Romania’s parliament has passed the Law on certain fiscal-budget measures on 14 July 2025, after it was rejected following a no-confidence motion. The draft was initially submitted by the government on 4 July 2025.
The law was sent to the President for promulgation on 16 July 2025.
This follows the government’s submission of an amended draft proposal, which includes changes to the VAT provisions of the Fiscal Code (Law 227/2015).
The main measures concern VAT, bank turnover tax, and dividend tax, such as:
Standard VAT rate
- Increasing the standard VAT rate from 19% to 21%.
Reduced VAT rate
A new reduced VAT rate of 11%, replacing the previous 5% and 9% rates. The new reduced VAT rates apply to a limited scope of supplies, including:
- Medicines for human use.
- Foodstuffs (excluding alcoholic beverages, certain sugary/non-alcoholic beverages, and dietary supplements).
- Water and sewerage services, agricultural irrigation water.
- Agricultural inputs (fertilisers, pesticides, seeds, and services), with chemical fertilisers/pesticides included until 31 December 2031.
- Educational materials (textbooks, books, newspapers, magazines), excluding those with video/audio content or primarily for advertising.
- Access to cultural and historical sites (e.g., castles, museums, zoos).

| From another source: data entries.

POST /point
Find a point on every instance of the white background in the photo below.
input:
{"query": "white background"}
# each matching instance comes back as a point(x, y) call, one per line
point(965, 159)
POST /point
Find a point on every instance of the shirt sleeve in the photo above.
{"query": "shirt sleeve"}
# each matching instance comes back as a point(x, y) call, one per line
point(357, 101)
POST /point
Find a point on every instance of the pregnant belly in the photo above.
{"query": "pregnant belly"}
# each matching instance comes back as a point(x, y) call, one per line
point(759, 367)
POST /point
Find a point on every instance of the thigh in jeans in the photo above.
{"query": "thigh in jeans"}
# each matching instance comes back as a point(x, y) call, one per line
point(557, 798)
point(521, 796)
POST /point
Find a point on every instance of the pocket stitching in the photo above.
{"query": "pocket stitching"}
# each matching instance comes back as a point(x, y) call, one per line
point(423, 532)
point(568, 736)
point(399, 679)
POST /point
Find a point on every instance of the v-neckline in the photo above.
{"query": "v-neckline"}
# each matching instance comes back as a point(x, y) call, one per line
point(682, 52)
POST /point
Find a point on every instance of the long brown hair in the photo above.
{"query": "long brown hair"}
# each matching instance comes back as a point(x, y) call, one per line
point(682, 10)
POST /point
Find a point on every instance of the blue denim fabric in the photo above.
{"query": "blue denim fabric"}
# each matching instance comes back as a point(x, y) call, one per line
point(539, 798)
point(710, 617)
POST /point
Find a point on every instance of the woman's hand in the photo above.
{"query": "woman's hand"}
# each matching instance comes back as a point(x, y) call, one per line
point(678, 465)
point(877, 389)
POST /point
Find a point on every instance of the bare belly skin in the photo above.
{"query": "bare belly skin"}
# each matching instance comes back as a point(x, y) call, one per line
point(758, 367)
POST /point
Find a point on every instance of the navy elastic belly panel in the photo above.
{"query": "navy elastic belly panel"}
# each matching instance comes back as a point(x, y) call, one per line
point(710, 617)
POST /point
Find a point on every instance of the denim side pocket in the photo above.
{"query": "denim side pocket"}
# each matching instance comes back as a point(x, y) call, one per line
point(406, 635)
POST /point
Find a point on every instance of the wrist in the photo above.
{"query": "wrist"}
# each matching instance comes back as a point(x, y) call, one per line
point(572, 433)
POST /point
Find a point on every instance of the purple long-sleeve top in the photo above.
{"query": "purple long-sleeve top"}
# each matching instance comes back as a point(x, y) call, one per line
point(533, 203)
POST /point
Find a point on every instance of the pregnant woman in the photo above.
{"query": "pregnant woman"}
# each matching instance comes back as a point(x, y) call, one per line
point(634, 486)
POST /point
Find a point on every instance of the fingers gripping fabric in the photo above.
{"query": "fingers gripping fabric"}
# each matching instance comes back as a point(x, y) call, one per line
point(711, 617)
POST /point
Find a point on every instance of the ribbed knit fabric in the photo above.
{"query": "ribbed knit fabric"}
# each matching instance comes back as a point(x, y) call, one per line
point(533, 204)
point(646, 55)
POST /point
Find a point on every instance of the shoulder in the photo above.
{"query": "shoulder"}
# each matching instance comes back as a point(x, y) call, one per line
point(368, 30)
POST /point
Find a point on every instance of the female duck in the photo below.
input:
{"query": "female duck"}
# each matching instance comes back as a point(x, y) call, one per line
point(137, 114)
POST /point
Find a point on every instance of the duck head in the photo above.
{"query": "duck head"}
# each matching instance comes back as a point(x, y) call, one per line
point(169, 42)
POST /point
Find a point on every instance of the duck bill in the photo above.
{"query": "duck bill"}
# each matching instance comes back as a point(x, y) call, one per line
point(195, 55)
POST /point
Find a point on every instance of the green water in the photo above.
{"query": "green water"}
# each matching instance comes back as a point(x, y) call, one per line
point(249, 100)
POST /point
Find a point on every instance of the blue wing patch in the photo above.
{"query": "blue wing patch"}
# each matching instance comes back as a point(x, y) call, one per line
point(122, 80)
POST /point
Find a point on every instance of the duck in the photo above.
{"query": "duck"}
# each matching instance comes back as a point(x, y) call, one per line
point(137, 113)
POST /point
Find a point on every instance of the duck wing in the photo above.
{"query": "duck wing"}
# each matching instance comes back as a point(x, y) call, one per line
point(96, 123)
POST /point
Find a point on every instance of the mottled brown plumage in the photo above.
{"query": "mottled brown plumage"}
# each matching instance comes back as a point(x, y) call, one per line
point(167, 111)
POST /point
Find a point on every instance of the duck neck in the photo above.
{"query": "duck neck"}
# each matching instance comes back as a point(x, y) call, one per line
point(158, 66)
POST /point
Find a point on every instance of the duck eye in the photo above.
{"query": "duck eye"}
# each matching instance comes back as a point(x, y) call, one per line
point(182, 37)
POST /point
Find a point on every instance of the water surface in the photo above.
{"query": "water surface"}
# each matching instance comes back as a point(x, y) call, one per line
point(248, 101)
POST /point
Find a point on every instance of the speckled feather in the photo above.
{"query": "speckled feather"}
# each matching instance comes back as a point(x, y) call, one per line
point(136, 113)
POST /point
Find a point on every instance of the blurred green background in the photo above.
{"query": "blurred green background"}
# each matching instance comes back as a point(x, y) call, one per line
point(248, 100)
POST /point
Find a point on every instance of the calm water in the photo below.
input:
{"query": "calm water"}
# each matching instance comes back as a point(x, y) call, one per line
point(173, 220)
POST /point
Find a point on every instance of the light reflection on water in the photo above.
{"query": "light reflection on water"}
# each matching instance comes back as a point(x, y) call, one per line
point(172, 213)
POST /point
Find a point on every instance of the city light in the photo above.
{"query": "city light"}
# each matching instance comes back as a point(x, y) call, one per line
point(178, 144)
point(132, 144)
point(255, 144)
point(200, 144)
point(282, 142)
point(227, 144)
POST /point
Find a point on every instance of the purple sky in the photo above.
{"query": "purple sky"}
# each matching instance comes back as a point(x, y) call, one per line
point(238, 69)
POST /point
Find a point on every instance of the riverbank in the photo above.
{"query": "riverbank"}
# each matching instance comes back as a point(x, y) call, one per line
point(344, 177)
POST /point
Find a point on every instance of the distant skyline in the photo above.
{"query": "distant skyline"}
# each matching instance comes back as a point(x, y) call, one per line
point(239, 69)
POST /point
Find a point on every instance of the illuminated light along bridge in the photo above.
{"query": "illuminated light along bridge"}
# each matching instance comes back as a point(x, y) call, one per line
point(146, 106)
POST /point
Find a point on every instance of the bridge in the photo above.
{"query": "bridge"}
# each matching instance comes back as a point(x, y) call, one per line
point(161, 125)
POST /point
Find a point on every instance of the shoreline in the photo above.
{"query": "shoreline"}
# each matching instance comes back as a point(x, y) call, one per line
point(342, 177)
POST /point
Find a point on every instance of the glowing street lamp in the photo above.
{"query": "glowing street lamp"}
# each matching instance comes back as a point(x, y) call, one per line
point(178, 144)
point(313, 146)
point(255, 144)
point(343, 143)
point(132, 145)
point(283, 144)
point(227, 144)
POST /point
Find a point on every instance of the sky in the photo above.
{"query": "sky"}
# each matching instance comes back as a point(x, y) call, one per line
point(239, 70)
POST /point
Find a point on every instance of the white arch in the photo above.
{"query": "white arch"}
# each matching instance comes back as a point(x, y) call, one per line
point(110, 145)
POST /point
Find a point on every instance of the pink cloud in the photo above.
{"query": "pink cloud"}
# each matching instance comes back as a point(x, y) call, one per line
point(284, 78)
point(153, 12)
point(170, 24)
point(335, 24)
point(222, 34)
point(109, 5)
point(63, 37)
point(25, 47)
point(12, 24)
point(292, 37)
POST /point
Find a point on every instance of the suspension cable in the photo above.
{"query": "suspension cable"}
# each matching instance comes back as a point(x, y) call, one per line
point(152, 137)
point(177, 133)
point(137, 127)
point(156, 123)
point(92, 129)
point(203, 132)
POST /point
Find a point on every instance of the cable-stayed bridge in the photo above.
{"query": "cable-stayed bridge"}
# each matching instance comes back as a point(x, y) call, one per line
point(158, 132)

- Firewood and wood-based heating materials for individuals and entities (until 31 December 2029).
- Thermal energy during the cold season (1 November–31 March) for specific groups (e.g., households, hospitals, schools, NGOs).
- Social housing includes retirement homes, foster homes, and rehabilitation centres.
- Hotel accommodations and restaurant/catering services (excluding alcoholic beverages and certain non-alcoholic beverages).
Repeal of VAT exemptions
Zero-rate VAT for goods/services provided to non-profits and their wholly owned companies is repealed. This rate takes effect on 1 August 2025.
Transitional provisions
The 9% VAT rate remains for certain housing (e.g., subsidised rental housing, housing up to 120 square metres and valued up to RON 600,000) until the transition period ends. This rate takes effect on 1 August 2025.
Turnover tax on banks
The additional turnover tax for Romanian banks and foreign bank branches will increase from 2% to 4% (effective 1 July 2025 to 31 December 2026). However, smaller banks with a market share below 0.2% of total net assets will continue to pay a 2% rate.
Dividend tax
The tax rate on dividends will increase from 10% to 16%, effective 1 January 2026, applying to both residents and non-residents.